ある決済サービス業者では、サービスユーザーからの問合せや調査依頼に対してサービスを構成する各種アプリケーションサーバやWebサーバのログを検索して回答しなければならないケースがあった。問合せ窓口担当者(ヘルプデスク)から専門技術者へのエスカレーションが多発し時間がかかっていたが、統合ログ管理ツールの定型検索により、窓口担当者が自分で迅速に情報抽出ができるようになり、対応が効率化・省力化し、顧客満足度向上にも役立った。
ある大手地方銀行は750台のタブレット端末を導入し渉外業務に利用していた。
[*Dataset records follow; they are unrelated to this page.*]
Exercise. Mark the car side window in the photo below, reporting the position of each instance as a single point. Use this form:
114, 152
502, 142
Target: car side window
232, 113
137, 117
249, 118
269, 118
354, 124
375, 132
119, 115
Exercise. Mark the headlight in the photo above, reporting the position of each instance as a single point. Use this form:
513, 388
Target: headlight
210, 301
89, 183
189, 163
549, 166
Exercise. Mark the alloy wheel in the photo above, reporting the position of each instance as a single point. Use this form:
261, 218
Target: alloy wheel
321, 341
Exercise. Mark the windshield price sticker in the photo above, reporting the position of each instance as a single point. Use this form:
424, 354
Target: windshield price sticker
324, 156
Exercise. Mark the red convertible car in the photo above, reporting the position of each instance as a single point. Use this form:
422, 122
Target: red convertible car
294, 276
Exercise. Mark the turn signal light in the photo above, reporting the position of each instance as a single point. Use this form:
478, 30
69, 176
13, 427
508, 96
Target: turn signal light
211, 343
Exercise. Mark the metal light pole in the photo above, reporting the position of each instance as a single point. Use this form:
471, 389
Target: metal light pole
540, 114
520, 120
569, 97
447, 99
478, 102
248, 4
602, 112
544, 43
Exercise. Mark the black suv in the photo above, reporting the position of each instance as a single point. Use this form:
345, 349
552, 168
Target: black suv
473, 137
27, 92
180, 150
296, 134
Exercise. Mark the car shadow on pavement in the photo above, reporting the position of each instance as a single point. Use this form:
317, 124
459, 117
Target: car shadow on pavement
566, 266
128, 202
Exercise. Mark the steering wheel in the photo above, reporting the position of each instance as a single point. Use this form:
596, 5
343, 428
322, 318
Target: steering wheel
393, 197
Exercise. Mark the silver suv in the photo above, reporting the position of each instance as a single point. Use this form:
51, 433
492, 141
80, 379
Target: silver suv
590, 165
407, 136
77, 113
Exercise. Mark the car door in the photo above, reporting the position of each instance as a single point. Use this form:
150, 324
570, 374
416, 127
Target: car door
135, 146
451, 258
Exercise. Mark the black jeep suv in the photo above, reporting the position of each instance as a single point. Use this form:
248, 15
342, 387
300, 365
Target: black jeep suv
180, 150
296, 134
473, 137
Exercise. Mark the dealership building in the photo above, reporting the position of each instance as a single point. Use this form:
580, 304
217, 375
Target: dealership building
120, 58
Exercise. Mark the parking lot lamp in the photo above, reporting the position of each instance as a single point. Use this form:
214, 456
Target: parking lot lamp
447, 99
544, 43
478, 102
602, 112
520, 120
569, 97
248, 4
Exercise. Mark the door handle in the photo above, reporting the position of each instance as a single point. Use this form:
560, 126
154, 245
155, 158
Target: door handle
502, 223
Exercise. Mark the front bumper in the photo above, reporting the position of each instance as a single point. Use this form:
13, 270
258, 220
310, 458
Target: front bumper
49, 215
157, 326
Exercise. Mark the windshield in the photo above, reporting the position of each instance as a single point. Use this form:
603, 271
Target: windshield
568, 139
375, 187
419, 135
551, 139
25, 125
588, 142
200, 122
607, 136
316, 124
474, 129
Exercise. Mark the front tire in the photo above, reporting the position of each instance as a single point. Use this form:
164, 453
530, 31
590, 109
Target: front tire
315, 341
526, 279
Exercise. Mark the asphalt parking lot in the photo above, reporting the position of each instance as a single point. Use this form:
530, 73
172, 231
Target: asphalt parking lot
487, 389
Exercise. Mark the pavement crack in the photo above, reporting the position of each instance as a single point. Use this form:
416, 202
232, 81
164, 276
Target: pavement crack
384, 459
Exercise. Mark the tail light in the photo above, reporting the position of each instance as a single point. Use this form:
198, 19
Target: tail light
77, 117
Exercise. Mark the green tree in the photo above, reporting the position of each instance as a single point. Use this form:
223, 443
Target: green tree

課題は行内同様外出先でも社内システム利用業務ができる一方で情報漏えいや不正使用がないよう、操作証跡を保存することだった。
約200の支店を抱える同行では本社技術者が全部担当することはできない。そこで統合ログ管理ツールを導入したところ、操作性の良さもあり、特別な技術知識がない支店長にも十分使いこなせることが分かった。禁止行為を定義してアラート表示を設定して運用している現在、操作ログ点検作業は支店ごとに10分程度で済み、業務負担が少ない管理体制が出来上がった。